Comparing documents - document similarity

Comparing documents - document similarity - java

I am currently conducting a java project in NLP/IR, and are fairly new to this.
The project consists of a collection with around 1000 documents, where each document has about 100 words, structured as bag of words with term-frequency. I want to find similar documents based on a document(from the collection).
Using TF-IDF, calculating tf-idf for the query(a given document) and every other document in the collection, then comparing these values as a vector with cosine similarity. Could this give some insight in their similarity? Or would it not be reasonable, because of the big query(document)?
Is there any other similarity measures that could work better?
Thanks for the help

TF-IDF-based similarity, typically using a cosine to compare a vector representing the query terms to a set of vector representing the TF-IDF values of the documents, is a common approach to calculate "similarity".
Mind that there "similarity" is a very generic term. In the IR domain, you typically speak rather of "relevance". Texts can be similar on many levels: in the same language, using the same characters, using the same words, talking about the same people, using a similarly complex grammatical structure and much more - consequently, there are many many measures. Search the web for text similarity to find many publications but also open-source frameworks and libraries that implement different measures.
Today, "semantic similarity" is attracting more interest than the traditional keyword-based IR models. If this is your area of interest, you might look into the results of the SemEval shared tasks years 2012-2015.

If all you want is to compare two documents using TF-IDF, you can do that.

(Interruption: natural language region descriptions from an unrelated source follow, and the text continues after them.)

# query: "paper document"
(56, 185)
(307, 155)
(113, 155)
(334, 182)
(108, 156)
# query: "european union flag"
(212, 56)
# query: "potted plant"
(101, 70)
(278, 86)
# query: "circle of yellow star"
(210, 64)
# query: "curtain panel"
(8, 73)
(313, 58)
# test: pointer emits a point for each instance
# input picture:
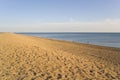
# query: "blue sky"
(60, 15)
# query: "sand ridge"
(32, 58)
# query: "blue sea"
(103, 39)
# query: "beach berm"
(32, 58)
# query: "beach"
(32, 58)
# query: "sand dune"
(32, 58)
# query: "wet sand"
(32, 58)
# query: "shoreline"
(30, 57)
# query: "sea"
(102, 39)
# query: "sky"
(59, 15)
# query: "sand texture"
(32, 58)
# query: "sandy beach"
(32, 58)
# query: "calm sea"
(103, 39)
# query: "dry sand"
(32, 58)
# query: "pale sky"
(59, 15)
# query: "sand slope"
(32, 58)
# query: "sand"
(32, 58)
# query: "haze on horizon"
(59, 15)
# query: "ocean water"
(103, 39)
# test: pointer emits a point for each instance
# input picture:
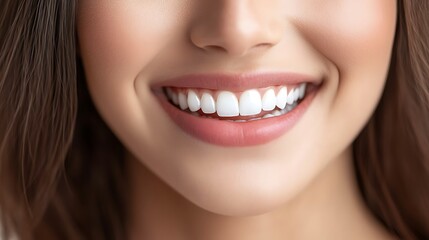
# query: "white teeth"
(169, 93)
(174, 98)
(269, 100)
(295, 94)
(250, 103)
(182, 101)
(302, 90)
(281, 98)
(194, 102)
(290, 96)
(208, 104)
(268, 115)
(276, 113)
(227, 104)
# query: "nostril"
(215, 48)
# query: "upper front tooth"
(227, 104)
(250, 103)
(183, 101)
(295, 94)
(269, 100)
(208, 104)
(282, 97)
(174, 98)
(194, 102)
(302, 90)
(290, 98)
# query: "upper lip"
(237, 82)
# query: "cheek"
(356, 39)
(118, 40)
(117, 37)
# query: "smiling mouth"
(237, 110)
(249, 105)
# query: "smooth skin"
(299, 186)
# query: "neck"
(329, 208)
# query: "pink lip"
(237, 134)
(237, 82)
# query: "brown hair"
(58, 181)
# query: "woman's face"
(236, 60)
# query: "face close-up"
(238, 105)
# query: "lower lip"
(236, 134)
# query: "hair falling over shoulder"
(57, 181)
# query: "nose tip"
(236, 28)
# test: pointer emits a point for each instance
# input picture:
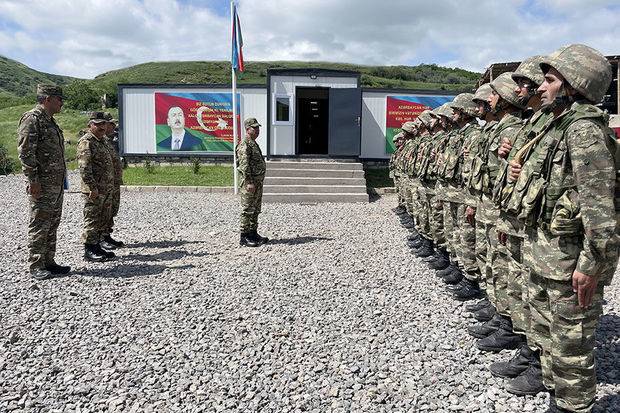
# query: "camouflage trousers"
(115, 199)
(466, 241)
(97, 215)
(45, 214)
(250, 207)
(565, 333)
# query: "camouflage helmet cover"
(530, 69)
(504, 86)
(483, 92)
(583, 67)
(464, 103)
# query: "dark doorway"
(312, 120)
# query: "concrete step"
(288, 189)
(314, 173)
(287, 180)
(349, 166)
(315, 197)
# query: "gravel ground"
(334, 315)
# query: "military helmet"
(408, 127)
(583, 67)
(504, 86)
(464, 103)
(483, 93)
(530, 69)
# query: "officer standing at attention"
(42, 154)
(97, 172)
(251, 165)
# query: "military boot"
(485, 314)
(91, 253)
(110, 240)
(468, 291)
(247, 240)
(472, 308)
(502, 339)
(516, 365)
(529, 382)
(485, 329)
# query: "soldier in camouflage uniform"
(251, 165)
(566, 193)
(107, 241)
(41, 152)
(95, 159)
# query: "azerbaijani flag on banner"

Since you mention that each doc contains 100 words, in the worst case there might be 1000*100 unique words. So, im assuming your vectors are built on all unique words (since all documents should be represented in same dimension). If the no. of unique words are too high, you could try using some dimensionality reduction techniques to reduce the dimensions (like PCA). But what you are trying to do is right, you can always compare documents like this for finding similarity between documents.
If you want similarity more in the sense of semantics you should look at using LDA (topic modelling) type techniques.

Related

Java: How to use TF-IDF to compute similarity of two documents?

My goals is to find a similarity value between two documents (collections of words). I have already found several answers like this SO post or this SO post which provide Python libraries that achieve this, but I have trouble understanding the approach and making it work for my use case.
If I understand correctly, TF-IDF of a document is computed with respect to a given term, right? That's how I interpret it from the Wikipedia article on this: "tf-idf...is a numerical statistic that is intended to reflect how important a word is to a document".
In my case, I don't have a specific search term which I want to compare to the document, but I have two different documents. I assume I need to first compute vectors for the documents, and then take the cosine between these vectors. But all the answers I found with respect to constructing these vectors always assume a search term, which I don't have in my case.
Can't wrap my head around this, any conceptual help or links to Java libraries that achieve this would be highly appreciated.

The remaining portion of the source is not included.